SUSE / DeepSea

A collection of Salt files for deploying, managing and automating Ceph.
GNU General Public License v3.0
160 stars 75 forks source link

rebuild runner needs to read error messages from osd.py(runner) #1746

Open jschmid1 opened 4 years ago

jschmid1 commented 4 years ago

When running a salt-run rebuild.node operation which fails before unmounting the drive but after zapping it we have stale data from osd.list(minion module).

The osd.remove func will raise an Exception [OSDNotFound] that needs to be handled by this function.

Otherwise the rebuild runner just exits with:

[ERROR   ] Failed to remove OSD(s)... skipping data1
The following minions were skipped:
data1

Resolve any issues and run
 salt-run rebuild.nodes data1

I also noted that the rebuild runner in master is not the same as in SES6. That needs to be forwardported eventually.

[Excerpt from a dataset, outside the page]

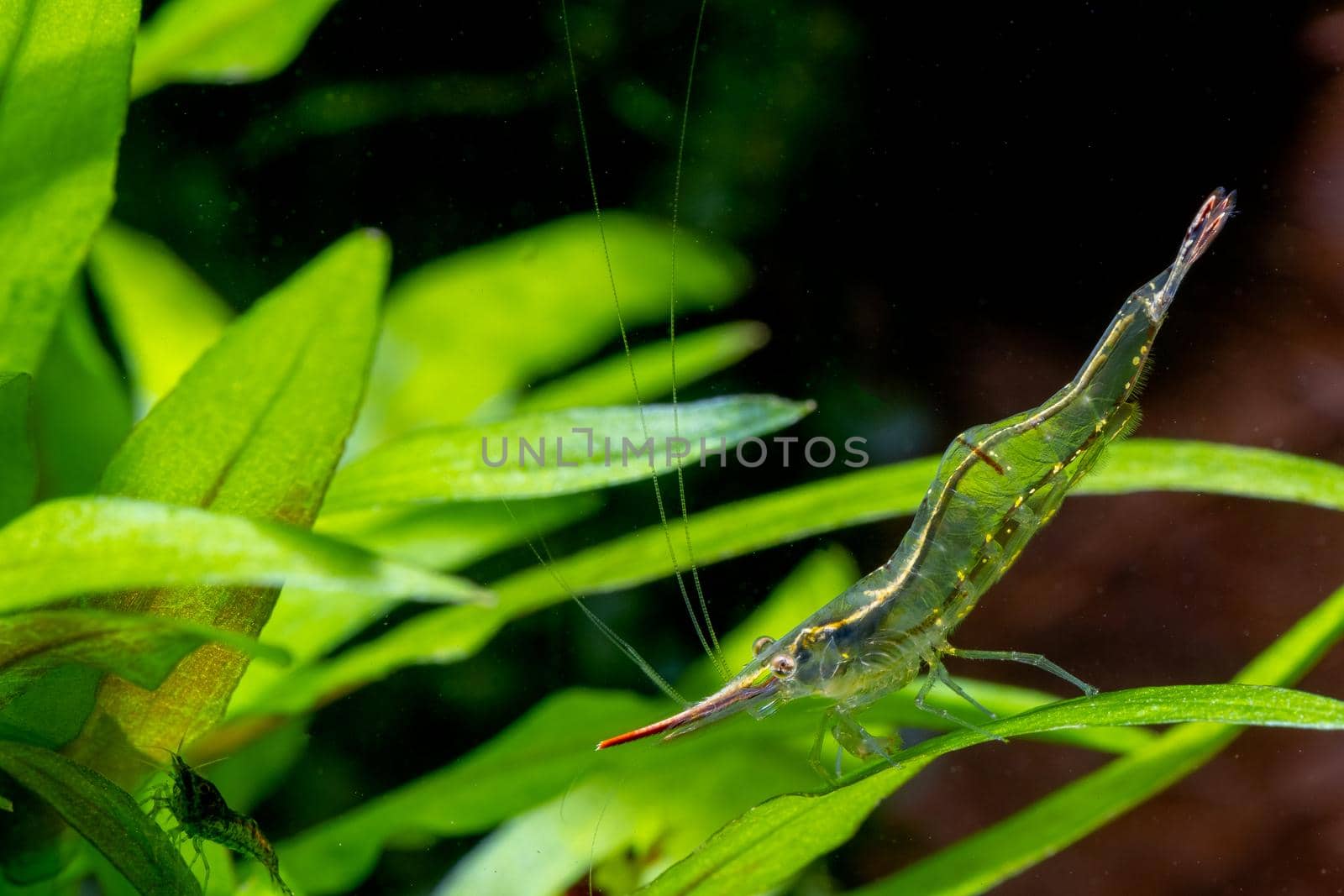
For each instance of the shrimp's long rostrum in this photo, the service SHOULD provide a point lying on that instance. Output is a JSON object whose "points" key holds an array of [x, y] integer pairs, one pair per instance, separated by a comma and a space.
{"points": [[996, 485]]}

swiftgist commented 4 years ago

Shouldn't the try...except get caught in osd.remove since exceptions do not propagate across runners? Also, the osd.remove module is user facing and should give a reasonable return error independent of rebuild.node.

The _check_return is a summary of all the operations for a minion. Errors for a specific osd should come from osd.remove.

jschmid1 commented 4 years ago

Shouldn't the try...except get caught in osd.remove since exceptions do not propagate across runners? Also, the osd.remove module is user facing and should give a reasonable return error independent of rebuild.node.

Right, and I'm inclined to rework that..

The _check_return is a summary of all the operations for a minion. Errors for a specific osd should come from osd.remove.

It still needs context, I think the discussion we'll have about module return types for deepsea-next will have some influence on that.